Looking ahead, corrections officials project as many as 3,000 more beds could open up in the next two years due to expanded eligibility for the state’s Graduated Reentry Program, which lets prisoners serve the final months of their sentences under home detention.

In response, corrections officials are working to close as many as 18 prison living units across the state. Many would be considered “warm closures,” meaning they will not be staffed but will still have utilities connected if they need to be reopened.

In July, the state closed and consolidated two of the four housing units at the reformatory.

Units C and D, which housed minimum security prisoners with longer sentences, were closed. Individuals in those units were moved to units A and B, which have smaller cells and house prisoners with a medium security custody level.

In an Aug. 6 email, DOC spokeswoman Rachel Ericson explained why the two different custody levels were combined.

“For security, operational, and classification reasons, we can house lower custody individuals in a higher custody classification … but our incarcerated individual management system and DOC policies prevent us from housing individuals in lower levels of custody than their current classification,” she wrote.

Units A and B, plus a pair of 120-bed minimum security units, are penciled in for potential shutdown, as well, under the state’s plan. No timeline for those closures has been made public.

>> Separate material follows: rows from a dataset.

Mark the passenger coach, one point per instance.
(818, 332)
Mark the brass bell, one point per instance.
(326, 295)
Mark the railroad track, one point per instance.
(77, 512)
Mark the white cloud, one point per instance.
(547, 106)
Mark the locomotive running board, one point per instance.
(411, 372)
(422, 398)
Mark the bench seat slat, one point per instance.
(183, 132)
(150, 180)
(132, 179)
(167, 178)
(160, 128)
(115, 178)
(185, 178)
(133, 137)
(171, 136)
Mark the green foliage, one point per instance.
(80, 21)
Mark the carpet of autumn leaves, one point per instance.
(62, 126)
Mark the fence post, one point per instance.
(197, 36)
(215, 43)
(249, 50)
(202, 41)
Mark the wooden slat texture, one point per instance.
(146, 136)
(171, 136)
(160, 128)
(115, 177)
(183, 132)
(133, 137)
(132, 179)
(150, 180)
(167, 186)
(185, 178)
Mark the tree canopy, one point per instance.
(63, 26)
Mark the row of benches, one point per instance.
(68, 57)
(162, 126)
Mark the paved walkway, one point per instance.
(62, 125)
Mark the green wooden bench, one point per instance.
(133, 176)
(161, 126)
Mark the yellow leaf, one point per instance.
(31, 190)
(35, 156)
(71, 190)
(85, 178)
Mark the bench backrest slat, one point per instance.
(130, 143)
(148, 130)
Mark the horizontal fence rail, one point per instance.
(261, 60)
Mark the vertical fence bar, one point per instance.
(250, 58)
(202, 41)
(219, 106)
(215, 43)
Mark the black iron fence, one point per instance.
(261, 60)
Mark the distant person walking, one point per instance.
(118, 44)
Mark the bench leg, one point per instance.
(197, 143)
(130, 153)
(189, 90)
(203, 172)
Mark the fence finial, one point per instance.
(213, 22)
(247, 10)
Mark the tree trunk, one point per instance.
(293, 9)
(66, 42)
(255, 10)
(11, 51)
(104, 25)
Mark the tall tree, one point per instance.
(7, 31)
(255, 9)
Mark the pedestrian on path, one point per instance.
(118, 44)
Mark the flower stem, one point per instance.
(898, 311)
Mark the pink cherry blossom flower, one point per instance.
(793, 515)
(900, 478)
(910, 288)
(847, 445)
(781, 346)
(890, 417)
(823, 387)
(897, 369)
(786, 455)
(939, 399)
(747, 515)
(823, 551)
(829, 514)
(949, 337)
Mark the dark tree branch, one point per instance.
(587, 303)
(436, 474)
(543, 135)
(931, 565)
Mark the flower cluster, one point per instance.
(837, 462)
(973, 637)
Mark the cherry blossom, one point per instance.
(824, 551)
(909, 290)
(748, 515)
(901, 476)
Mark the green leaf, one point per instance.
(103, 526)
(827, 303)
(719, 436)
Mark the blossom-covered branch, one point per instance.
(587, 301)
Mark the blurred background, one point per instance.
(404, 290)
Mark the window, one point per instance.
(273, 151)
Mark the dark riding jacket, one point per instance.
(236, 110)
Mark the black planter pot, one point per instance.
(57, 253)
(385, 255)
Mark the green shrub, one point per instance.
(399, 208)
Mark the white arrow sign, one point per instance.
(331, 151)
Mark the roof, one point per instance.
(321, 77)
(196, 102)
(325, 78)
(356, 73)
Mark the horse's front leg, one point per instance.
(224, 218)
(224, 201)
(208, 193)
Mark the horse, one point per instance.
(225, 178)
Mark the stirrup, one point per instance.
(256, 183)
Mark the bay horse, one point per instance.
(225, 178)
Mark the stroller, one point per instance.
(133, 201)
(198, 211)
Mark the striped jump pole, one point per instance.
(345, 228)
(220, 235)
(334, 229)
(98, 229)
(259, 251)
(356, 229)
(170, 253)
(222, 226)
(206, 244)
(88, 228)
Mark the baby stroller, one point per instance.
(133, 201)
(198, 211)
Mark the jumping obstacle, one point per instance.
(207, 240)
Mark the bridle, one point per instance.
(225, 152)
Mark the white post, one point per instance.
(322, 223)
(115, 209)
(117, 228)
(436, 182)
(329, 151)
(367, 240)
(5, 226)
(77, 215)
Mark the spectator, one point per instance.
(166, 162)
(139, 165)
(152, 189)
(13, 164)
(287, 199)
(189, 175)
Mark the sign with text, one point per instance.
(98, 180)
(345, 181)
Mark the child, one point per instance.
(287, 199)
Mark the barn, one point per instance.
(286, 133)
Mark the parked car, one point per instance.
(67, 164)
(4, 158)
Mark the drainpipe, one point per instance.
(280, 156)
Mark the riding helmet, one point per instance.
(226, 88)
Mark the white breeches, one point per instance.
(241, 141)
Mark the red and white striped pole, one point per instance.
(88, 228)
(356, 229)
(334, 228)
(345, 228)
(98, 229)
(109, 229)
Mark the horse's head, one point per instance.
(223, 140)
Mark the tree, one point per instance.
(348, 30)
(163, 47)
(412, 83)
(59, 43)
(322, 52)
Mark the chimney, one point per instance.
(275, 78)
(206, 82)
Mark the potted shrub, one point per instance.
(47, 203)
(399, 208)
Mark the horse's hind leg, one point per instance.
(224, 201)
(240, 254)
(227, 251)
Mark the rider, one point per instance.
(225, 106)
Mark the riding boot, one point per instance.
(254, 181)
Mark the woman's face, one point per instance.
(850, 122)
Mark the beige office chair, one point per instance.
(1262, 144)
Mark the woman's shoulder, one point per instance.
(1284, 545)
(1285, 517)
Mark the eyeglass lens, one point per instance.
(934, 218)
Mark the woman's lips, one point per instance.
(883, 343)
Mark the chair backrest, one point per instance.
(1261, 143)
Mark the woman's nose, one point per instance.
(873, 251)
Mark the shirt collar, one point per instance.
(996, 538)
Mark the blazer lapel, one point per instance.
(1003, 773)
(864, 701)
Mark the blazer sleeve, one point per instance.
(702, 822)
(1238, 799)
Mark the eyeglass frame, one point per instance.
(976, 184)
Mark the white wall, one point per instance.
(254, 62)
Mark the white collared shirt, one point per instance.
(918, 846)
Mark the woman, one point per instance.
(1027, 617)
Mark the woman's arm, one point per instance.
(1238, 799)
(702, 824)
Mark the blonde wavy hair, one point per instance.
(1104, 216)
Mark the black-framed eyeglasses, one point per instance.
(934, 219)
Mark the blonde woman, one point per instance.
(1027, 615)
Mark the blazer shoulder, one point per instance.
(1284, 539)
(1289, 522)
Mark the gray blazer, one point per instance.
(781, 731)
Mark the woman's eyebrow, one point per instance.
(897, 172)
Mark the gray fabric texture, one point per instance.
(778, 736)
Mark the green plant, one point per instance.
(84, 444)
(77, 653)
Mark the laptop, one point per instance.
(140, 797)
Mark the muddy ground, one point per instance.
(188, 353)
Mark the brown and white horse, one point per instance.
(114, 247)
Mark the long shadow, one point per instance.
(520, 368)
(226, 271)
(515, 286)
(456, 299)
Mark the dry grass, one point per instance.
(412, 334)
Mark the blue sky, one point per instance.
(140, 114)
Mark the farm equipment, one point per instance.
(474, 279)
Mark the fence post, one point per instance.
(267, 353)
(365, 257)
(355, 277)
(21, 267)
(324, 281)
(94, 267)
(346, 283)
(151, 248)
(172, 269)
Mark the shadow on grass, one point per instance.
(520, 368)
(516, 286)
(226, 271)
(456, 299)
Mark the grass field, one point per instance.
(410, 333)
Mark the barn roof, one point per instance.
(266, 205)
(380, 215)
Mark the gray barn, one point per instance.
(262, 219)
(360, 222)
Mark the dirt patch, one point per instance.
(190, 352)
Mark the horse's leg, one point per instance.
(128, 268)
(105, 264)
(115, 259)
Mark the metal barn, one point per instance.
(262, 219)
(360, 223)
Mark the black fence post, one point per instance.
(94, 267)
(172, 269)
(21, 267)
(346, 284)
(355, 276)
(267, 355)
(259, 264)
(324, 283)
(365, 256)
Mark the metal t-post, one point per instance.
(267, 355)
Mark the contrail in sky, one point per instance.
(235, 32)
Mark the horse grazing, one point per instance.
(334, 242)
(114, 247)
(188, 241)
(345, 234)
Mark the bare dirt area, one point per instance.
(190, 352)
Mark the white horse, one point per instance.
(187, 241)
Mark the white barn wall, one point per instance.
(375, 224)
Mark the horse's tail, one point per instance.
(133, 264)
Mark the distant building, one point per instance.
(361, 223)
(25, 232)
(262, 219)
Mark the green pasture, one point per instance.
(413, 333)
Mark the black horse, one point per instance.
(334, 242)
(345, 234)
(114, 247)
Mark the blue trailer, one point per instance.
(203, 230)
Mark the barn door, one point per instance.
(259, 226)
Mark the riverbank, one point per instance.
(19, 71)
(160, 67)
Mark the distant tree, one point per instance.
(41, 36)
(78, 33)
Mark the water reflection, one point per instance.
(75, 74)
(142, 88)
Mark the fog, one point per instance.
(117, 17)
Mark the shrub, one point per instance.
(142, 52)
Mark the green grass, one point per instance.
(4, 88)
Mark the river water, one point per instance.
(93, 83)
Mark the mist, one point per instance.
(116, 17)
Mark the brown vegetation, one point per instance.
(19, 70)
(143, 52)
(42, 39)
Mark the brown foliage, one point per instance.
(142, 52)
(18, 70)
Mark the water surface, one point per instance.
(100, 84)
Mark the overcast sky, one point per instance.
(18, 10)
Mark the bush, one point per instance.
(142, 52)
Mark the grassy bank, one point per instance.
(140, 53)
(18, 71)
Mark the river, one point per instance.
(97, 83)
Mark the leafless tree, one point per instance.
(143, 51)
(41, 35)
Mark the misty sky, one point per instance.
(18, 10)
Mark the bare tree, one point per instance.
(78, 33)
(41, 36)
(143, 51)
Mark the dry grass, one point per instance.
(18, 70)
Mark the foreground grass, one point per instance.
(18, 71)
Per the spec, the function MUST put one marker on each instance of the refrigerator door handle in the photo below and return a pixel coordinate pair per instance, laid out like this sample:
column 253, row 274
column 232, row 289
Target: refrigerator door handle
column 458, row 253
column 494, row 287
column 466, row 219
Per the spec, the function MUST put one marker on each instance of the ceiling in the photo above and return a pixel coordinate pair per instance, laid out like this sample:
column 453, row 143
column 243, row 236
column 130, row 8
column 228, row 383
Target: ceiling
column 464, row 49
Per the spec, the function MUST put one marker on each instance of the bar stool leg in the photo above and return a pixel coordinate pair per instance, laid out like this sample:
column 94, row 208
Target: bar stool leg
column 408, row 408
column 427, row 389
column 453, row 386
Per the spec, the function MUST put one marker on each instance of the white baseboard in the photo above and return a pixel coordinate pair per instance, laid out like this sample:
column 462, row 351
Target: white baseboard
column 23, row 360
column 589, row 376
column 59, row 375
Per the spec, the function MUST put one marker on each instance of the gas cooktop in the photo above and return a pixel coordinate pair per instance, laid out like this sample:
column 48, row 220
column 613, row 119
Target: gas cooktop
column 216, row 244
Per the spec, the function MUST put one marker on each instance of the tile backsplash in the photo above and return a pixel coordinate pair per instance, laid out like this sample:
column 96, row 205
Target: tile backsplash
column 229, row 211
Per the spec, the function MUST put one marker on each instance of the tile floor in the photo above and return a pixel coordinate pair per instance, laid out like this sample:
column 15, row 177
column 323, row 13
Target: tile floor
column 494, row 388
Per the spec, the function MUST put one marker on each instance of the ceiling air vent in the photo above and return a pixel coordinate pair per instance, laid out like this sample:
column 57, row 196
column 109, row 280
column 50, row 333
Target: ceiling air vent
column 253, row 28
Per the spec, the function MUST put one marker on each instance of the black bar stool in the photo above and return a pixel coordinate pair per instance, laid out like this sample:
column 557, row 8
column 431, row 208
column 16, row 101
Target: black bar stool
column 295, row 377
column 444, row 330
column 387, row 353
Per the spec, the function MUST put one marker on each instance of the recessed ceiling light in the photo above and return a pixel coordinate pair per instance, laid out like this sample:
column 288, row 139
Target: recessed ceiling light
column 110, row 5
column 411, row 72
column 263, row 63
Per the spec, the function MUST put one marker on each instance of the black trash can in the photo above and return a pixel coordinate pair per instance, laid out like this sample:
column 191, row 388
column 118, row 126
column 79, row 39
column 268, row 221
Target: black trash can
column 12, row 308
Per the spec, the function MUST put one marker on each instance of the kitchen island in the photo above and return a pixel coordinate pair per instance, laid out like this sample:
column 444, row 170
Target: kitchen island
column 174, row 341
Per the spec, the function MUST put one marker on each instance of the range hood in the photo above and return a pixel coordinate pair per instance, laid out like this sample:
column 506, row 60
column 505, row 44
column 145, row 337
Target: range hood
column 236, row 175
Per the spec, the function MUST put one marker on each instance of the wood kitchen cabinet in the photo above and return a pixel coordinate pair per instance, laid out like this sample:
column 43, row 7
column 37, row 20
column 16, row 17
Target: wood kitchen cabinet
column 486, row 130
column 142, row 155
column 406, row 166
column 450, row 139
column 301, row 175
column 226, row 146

Another reason fueling action at Monroe is a historic difficulty hiring and retaining corrections officers there, said Mike Obenland, the deputy state prisons director. It’s resulted in a large tab for overtime and a growing toll on morale.

“The overtime at Monroe has just been horrific and, quite frankly, not sustainable from the health standpoint of the staff having to do that,” Obenland said.

He blamed the area’s high costs of living and housing coupled with better incentives from competing agencies for tamping down efforts to fill vacancies. By closing units, existing staff can be redistributed and overtime reduced.

That savings will help with a funding crunch. Strange said the budget passed by lawmakers and signed by Gov. Jay Inslee contained $80 million less for operations in the next two years. Curbing overtime helps. Reducing inmate population will, too.

In the meantime, an individual incarcerated in the reformatory filed a federal lawsuit last month aimed at stopping and unwinding the agency’s actions.

JoJo Deogracias Ejonga filed the complaint in U.S. District Court. He is also seeking an injunction to block further consolidation and closure of reformatory living units. And it seeks to restore the longstanding practice at the reformatory of housing one man per cell.

The lawsuit asserts the prison’s allowance of one person per cell “has prevented a substantial amount of problems from ever taking place” because prisoners “respect more than anything their single man house.”

Double-bunking, the suit alleges, creates conditions of overcrowding, increases the risk of violence in the facility and boosts the potential for spread of coronavirus.

Space is so tight that in order to use the toilet, one must sit on it sideways, the suit claims. “Toilets are not designed to be sat on sideways,” it reads.

Agency officials declined to respond, noting the department does not comment on ongoing litigation.

However, a spokeswoman noted in an email that double bunking “is the standard at every other facility in the state” and is in line with the department efforts to place prisoners into cohorts to reduce the spread of the potentially deadly virus.

Other mitigation strategies include staff testing once a week and daily screening for COVID-19 symptoms. There have been no recent transfers to the reformatory, nor have there been COVID cases within the population, according to an email from Rachel Ericson, the deputy communications director.

Also, more vaccinations have been administered at the Monroe Correctional Complex than at any other correctional facility in the state, she noted.